Un nuevo frente de debate se abre entre el Gobierno nacional y la Iglesia Católica a raíz del proyecto de ley de inviolabilidad de la propiedad privada que el oficialismo envió al Senado. La iniciativa, impulsada por el ministro de Desregulación y Transformación del Estado, Federico Sturzenegger, propone modificar el Código Procesal Civil y Comercial para acelerar la restitución de viviendas y terrenos, estableciendo un juicio sumarísimo para desalojar a inquilinos morosos, ocupas o personas que tomen terrenos.
La propuesta modifica la ley de integración sociourbana, sancionada en 2018 y actualizada en 2022, que declara de interés público la integración urbana, suspende desalojos y facilita expropiaciones para garantizar servicios básicos y títulos de propiedad a familias vulnerables. Según el Registro Nacional de Barrios Populares (Renabap), existen 6.467 barrios de emergencia en el país, donde viven cinco millones de personas, y un 20% de ellos tienen más de 20 años de antigüedad.
La Iglesia Católica ha manifestado su oposición al proyecto. El cardenal Ángel Rossi, arzobispo de Córdoba, advirtió que “no hay palabras que resuman mejor el sufrimiento de nuestro tiempo que el concepto ‘sin hogar’” y llamó a garantizar “un techo digno, acceso a agua potable y servicios básicos”. En un encuentro de la Mesa de Barrios Populares de Córdoba, Rossi señaló que “la deuda social con los pobres se paga haciendo efectivo el derecho a las tres T: tierra, techo y trabajo”.
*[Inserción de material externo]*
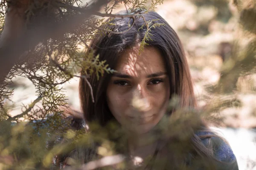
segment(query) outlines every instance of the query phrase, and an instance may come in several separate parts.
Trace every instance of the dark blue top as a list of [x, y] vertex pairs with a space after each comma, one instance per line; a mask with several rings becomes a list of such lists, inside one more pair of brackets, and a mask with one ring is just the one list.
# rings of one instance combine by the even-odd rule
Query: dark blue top
[[[200, 137], [205, 135], [214, 135], [212, 132], [198, 131], [196, 134]], [[234, 154], [230, 146], [221, 138], [212, 136], [210, 138], [201, 138], [202, 142], [207, 146], [209, 140], [211, 140], [214, 155], [220, 162], [218, 164], [217, 170], [239, 170], [236, 156]]]

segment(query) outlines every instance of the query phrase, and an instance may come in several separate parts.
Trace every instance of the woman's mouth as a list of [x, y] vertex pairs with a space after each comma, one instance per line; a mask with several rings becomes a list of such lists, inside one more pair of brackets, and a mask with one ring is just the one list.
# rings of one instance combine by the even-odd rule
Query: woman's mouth
[[145, 124], [151, 122], [154, 116], [154, 115], [153, 114], [150, 116], [140, 116], [136, 117], [128, 116], [128, 117], [133, 122], [138, 124]]

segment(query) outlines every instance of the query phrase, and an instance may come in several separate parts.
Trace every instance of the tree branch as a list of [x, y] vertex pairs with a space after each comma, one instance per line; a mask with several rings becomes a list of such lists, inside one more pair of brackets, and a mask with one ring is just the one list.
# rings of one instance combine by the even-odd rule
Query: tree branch
[[[47, 20], [43, 17], [39, 17], [37, 19], [36, 23], [33, 23], [35, 26], [39, 26], [26, 30], [24, 32], [22, 32], [21, 35], [13, 39], [6, 39], [6, 36], [2, 35], [0, 37], [0, 84], [2, 83], [12, 66], [18, 61], [22, 60], [22, 54], [25, 51], [33, 49], [44, 40], [50, 38], [61, 38], [64, 33], [77, 28], [108, 2], [108, 0], [97, 0], [90, 6], [90, 8], [86, 9], [86, 12], [85, 11], [82, 14], [65, 17], [63, 21], [56, 22], [54, 17]], [[16, 25], [17, 27], [15, 20], [12, 18], [12, 20], [11, 20], [9, 21], [9, 23], [11, 22], [9, 24], [11, 26], [12, 24], [15, 27]], [[21, 24], [23, 25], [23, 23]], [[6, 30], [10, 29], [4, 28], [3, 32], [5, 28]], [[21, 28], [16, 28], [18, 31]], [[10, 30], [6, 31], [6, 32]], [[7, 34], [11, 34], [12, 32]]]
[[[101, 159], [96, 161], [93, 161], [84, 164], [77, 170], [92, 170], [100, 167], [107, 166], [113, 165], [121, 163], [125, 159], [125, 156], [121, 154], [116, 155], [113, 156], [105, 156]], [[74, 170], [74, 167], [67, 167], [64, 168], [65, 170]]]

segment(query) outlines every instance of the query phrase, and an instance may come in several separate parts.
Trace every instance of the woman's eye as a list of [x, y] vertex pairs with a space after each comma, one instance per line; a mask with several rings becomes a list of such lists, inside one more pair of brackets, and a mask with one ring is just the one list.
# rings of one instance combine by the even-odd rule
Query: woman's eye
[[150, 81], [149, 84], [151, 85], [157, 85], [162, 82], [163, 82], [163, 79], [153, 79]]
[[129, 83], [125, 81], [116, 81], [114, 82], [114, 84], [121, 86], [125, 86], [129, 85]]

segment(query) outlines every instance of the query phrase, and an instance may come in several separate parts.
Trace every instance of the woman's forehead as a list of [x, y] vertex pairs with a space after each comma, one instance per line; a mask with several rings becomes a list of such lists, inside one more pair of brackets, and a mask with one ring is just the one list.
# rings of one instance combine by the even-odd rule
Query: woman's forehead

Por su parte, el presidente del Episcopado, monseñor Marcelo Colombo, alertó en una misa en La Matanza que “los barrios que no se integran se entregan al narcotráfico”. El arzobispo de La Plata y presidente de Cáritas, monseñor Gustavo Carrara, expuso en el Senado el impacto social que la iniciativa podría tener sobre los sectores más vulnerables.
La organización Techo también cuestionó el proyecto, señalando que elimina tres pilares: la declaración de utilidad pública y expropiación, la suspensión de desalojos por diez años, y la participación de cooperativas y la economía popular.